I hope this question is allowed, I am interested how you think someone could come up with the Chebychev polynomials, where I refer to them in the sense that someone would be interested in the polynomial of degree $n$ $p(x)$ with leading coefficient as large as possible so that $|p(x)|\leq 1$ (at the end I present a short argument why it attains the maximal leading coefficient).
The moment one thinks of $cos(x)$ this becomes not impossible, via recalling that $cos(na)$ for natural $n$ is a polynomial in $cos(a)$, and thus by plugging $a=arcos(x)$ for $a$ in the possible range; $[-1,1]$ we get what we want.
However, apriori why should it be reasonable to think of $cos(x)$? I am not satisfied with "well it's a function that is bounded like you want", because there are many other ones.

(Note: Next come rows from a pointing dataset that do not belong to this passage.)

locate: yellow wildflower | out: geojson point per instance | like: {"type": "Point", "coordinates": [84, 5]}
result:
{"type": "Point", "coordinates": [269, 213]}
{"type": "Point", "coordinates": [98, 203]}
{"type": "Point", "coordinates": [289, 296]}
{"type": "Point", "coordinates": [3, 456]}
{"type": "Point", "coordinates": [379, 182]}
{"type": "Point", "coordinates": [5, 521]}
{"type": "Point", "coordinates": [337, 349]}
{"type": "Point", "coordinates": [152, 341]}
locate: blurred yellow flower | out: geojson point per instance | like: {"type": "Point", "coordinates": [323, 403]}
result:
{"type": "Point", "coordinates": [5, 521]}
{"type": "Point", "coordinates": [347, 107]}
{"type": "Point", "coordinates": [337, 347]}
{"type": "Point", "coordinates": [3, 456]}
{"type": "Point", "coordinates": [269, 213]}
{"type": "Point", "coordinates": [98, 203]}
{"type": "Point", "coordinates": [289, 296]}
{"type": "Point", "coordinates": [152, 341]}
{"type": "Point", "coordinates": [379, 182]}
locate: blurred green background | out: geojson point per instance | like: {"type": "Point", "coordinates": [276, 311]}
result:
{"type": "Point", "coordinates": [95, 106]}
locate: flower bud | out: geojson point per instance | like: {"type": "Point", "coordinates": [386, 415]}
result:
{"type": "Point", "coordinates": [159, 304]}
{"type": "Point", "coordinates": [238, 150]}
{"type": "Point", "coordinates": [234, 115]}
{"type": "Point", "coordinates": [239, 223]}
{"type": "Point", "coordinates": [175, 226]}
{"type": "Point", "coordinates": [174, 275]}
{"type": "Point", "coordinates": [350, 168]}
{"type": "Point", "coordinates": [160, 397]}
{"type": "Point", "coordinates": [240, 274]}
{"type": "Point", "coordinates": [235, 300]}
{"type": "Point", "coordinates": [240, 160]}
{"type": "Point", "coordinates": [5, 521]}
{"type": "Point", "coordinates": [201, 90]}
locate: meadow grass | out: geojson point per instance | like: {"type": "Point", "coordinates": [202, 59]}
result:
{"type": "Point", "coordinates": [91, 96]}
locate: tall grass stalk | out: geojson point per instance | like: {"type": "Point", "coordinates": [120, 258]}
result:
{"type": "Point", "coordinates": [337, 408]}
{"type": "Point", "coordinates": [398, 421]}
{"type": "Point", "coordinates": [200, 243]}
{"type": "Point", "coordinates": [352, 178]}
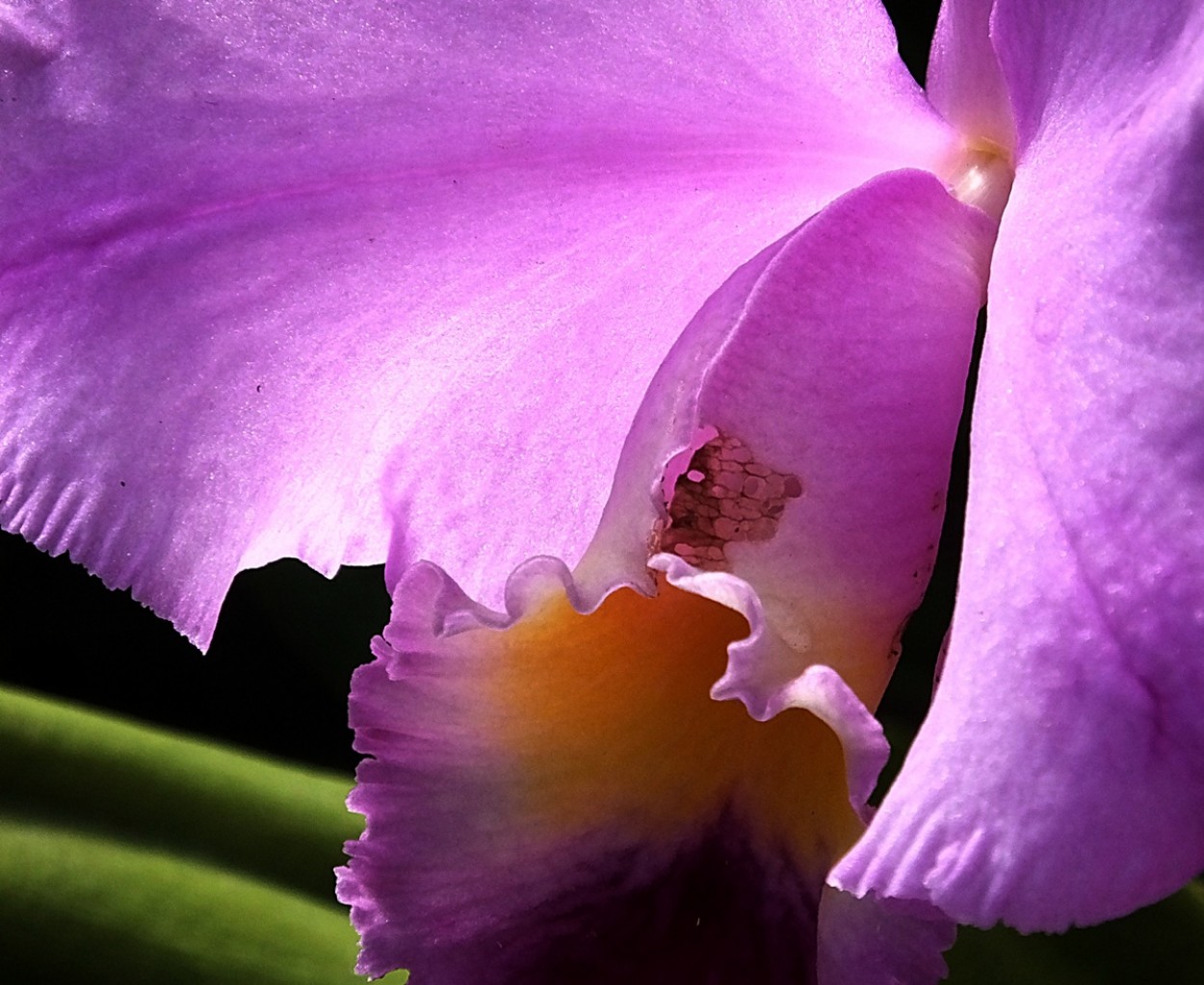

Some questions that I would be happy to know the answer to (although there may be a good explanation that doesn't answer them) are:
Would there be a way to brute force small cases to find the best polynomial? The cases of degree $0,1$ are trivial, what about $2$? A short argument shows that any polynomial that is at most $1$ in absolute value on $[-1,1]$ of degree $n$ has all coefficients $c_i$ satisfy $c_i\leq m(n)$ where $m(n)$ is a constant depending on $n$, for instance by writing the polynomial as a linear combination of legendere polynomials (with respect to the interval $[-1,1]$) and noting that their coefficients are bounded by the inner product evaluation, and thus also the coefficients of the original polynomial. This means that as mentioned above, there is a polynomial attaining the maximal leading coefficient (because the sequence of polynomials with leading term tending the sup has a converging subsequence).
If we are able to brute-force small cases, I think it's reasonable to see we would be able to see the recurrence relation between the polynomials, is there a way to deduce from it the properties of our polynomial?